Durante il 2023 abbiamo cominciato a renderci conto dell’impatto dell’Intelligenza Artificiale sulle attività economiche e in generale sulla vita di tutti noi. Tra “apocalittici e integrati”, per citare il famoso saggio di Umberto Eco del 1964, è diventato sempre più evidente che non possiamo restare indifferenti a questa innovazione tecnologica e soprattutto non possiamo evitare di dare forma e regole all’uso dell’intelligenza artificiale.
L’anno dell’AI Act
Il 2024, durante il quale l’onda del massimo interesse verso l’AI dovrebbe ritirarsi verso un ciclo di disillusione (vedi il ciclo dell’hype definito da Gartner ), sarà l’anno in cui cominceremo a mettere alla prova l’AI Act, che ha superato un passaggio cruciale a fine dicembre con l’approvazione della versione nata dall’accordo tra Parlamento e Consiglio Europeo, ma che deve ancora affrontare gli incontri tecnici. L’iter è ancora lungo e la data stimata per l’entrata in vigore è il 2026, ma nel frattempo con l’AI Pact le aziende possono aderire in modo volontario al sistema di regole definito. Non è un documento semplice, ma quello che emerge è la volontà di tenere in equilibrio la spinta alla trasformazione e all’innovazione e i diritti inviolabili dell’individuo, quali la libertà e la privacy.
Le questioni più spinose hanno infatti riguardato l’utilizzo dei sistemi AI nell’ambito del lavoro delle polizie e nel riconoscimento delle emozioni delle persone. Molte voci critiche si sono levate, sia preoccupate sul versante dei diritti civili, sia su quello del freno burocratico all’adozione di una tecnologia che promette sviluppo per le nostre economie. Tornermo a parlarne nei prossimi editoriali.
L’impatto sull’ambiente dell’AI
C’è un altro tema che comincia ad affacciarsi e che verrà sempre più discusso: l’ingente consumo di energia necessaria per far funzionare le applicazioni AI. Sappiamo che siamo arrivati a questa rapida evoluzione dell’AI, dei Large Language Model, del Machine Learning, perché siamo in grado di costruire elaboratori con un’alta capacità di calcolo. Macchine particolarmente energivore, anche perché richiedono sistemi di raffreddamento per tenere sotto controllo la temperatura. Questo alto consumo di energia elettrica porta con sé, almeno fino a quando utilizzeremo fonti fossili, una produzione eccessiva di CO2. A proposito di questo argomento ho letto un interessante articolo su The Guardian che tra l’altro ricorda uno studio del 2019 che “ha stimato l’impronta di carbonio dell’addestramento di un singolo grande modello di linguaggio precoce (LLM) come GPT-2 a circa 300.000kg di emissioni di CO2 – l’equivalente di 125 voli di andata e ritorno tra New York e Pechino. Da allora, i modelli sono diventati esponenzialmente più grandi e le loro impronte di formazione saranno quindi proporzionalmente più grandi”.

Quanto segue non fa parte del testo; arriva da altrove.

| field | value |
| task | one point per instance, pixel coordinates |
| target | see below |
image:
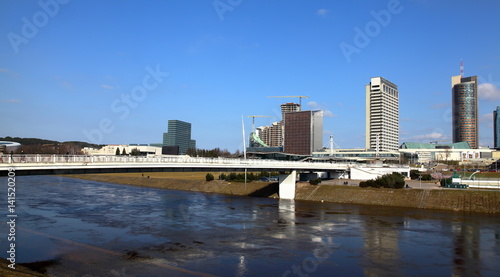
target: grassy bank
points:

Recentemente i ricercatori si sono anche domandati quanto consumano le singole attività e una riflessione bisognerà pur farla in questa direzione. Soprattutto per avere un uso più responsabile e consapevole di questi sistemi che all’apparenza non sembrano avere un impatto sull’ambiente. Sarà difficile farlo, ma prima o poi bisognerà cominciare a pensarci.
L’influenza a lungo termine dell’AI
Essendo immersi in questa trasformazione epocale, non abbiamo la possibilità di prevedere quale sarà l’influenza a lungo termine dell’inserimento dell’AI su tutte le attività umane. Abbiamo la certezza che vedremo gli effetti più rapidamente di altre trasformazioni del passato. Oltre all’impatto ecologico di cui sopra, ci sono almeno due altri aspetti che andranno osservati con attenzione. Il primo riguarda l’incremento delle capacità umane che otteniamo con l’AI. Di solito vengono messe in luce gli aspetti positivi, ma non possiamo dimenticare che questa potenza è a disposizioni anche delle menti criminali, che infatti non hanno esitato a iniziare ad utilizzarla.
Il secondo è relativo ai vantaggi economici che potrebbero derivare: cerchiamo di andare oltre ai proclami e capire come veramente possiamo ottenerli questi vantaggi. Sembra che di strada ce ne sia ancora tanta da fare se a dicembre Julie Sweet, chief executive di Accenture ha dichiarato che “la maggior parte delle aziende non sono pronte a implementare l’intelligenza artificiale generativa su larga scala perché mancano di una solida infrastruttura di dati o dei controlli necessari per assicurare che la tecnologia venga utilizzata in modo sicuro”.